Munter wurde es hingegen im zweiten Abschnitt, in dem beide Teams offensiv zum Zuge kommen sollten. Willi Hamann (24.) und Andy Leufgen (26.) schossen zunächst einen Vorsprung heraus, doch Tom Goldmann verkürzte nur wenig später auf 2:3 (28.). Der EHC aber blieb am Drücker und erfolgreich im Abschluss: Routinier Andreas Halfmann traf auf Vorarbeit von Jan-Niklas Linnenbrügger (31.), dazu machte Kai Kühlem mit einem satten Schlagschuss von der blauen Linie (40.) das 5:3 - beide Tore fielen in Überzahl. Auf der Gegenseite traf Benedikt Hüsken nach sehenswerter Einzelaktion zum zwischenzeitlichen 3:4 (37.).
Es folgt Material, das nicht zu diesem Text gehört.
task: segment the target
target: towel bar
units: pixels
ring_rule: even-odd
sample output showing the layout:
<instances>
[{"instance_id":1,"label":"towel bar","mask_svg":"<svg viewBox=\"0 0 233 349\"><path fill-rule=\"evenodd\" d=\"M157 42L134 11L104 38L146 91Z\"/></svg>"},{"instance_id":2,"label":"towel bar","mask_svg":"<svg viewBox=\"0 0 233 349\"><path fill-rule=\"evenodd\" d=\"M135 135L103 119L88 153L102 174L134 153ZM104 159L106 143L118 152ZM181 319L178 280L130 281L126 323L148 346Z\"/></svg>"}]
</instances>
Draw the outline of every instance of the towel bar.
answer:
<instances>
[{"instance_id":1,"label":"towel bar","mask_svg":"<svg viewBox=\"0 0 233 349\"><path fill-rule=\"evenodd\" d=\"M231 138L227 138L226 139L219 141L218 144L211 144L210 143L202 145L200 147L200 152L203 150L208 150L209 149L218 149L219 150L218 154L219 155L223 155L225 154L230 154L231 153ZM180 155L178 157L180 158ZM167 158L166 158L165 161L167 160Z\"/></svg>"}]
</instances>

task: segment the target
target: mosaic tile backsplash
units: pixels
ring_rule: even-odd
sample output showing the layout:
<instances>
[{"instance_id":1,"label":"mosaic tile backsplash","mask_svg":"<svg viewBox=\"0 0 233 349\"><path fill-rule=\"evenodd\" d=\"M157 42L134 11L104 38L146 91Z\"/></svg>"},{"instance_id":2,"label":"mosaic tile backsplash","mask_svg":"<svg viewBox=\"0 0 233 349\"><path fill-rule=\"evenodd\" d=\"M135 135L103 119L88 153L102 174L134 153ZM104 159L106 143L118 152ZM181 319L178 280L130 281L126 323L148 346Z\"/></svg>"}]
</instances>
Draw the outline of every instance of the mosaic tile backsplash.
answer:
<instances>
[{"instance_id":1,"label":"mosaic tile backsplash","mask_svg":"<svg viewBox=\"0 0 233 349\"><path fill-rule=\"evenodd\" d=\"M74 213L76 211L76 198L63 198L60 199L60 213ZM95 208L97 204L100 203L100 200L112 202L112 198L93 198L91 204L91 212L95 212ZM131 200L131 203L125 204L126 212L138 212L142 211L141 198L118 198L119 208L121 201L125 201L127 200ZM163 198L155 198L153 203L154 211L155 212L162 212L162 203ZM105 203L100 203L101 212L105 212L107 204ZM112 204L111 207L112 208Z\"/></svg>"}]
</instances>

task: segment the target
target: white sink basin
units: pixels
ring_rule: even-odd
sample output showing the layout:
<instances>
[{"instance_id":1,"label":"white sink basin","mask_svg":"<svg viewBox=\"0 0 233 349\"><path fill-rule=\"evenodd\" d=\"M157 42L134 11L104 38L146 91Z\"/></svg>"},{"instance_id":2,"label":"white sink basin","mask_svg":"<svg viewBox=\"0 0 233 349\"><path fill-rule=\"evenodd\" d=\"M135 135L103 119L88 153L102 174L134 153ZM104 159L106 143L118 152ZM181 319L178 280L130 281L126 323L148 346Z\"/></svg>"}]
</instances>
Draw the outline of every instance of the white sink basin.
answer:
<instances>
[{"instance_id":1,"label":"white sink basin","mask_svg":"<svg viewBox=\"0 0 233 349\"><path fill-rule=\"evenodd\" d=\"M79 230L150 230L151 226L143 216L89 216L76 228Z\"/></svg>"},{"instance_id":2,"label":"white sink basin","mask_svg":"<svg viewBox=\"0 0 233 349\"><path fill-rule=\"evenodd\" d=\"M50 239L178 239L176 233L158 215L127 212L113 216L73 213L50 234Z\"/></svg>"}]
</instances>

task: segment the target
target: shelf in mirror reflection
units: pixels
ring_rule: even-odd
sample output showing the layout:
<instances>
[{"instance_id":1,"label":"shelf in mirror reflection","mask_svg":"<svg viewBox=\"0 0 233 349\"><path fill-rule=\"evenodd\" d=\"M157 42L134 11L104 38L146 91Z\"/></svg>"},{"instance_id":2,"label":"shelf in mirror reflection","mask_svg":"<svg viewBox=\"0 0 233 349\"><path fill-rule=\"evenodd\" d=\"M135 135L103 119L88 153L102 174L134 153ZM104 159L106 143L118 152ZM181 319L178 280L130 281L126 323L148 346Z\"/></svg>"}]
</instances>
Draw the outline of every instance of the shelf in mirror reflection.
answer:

"Die Mannschaft hat Willen und Einsatz gezeigt und ist dafür belohnt worden", sagte Lörsch, der ein ausgeglichenes Schlussdrittel sah. Jan Nekvinda verkürzte zunächst auf 4:5 (44.), ehe Rene Sting kurz vor Schluss einen Konter zum 6:4 abschloss (59.). Die Spieler bedankten sich nach Spielende bei ihren Fans für die Unterstützung in der bisher so schwierigen Saison: "Wir sagen Danke an den 7. Mann. Ohne Euch geht es nicht" stand auf einem übergroßen Plakat. Ein wichtiges Signal an die treuen Fans, die zum Spielende hin minutenlang das Team mit lauten Anfeuerungsrufen unterstützt und wie so oft für eine tolle Atmosphäre gesorgt hatten.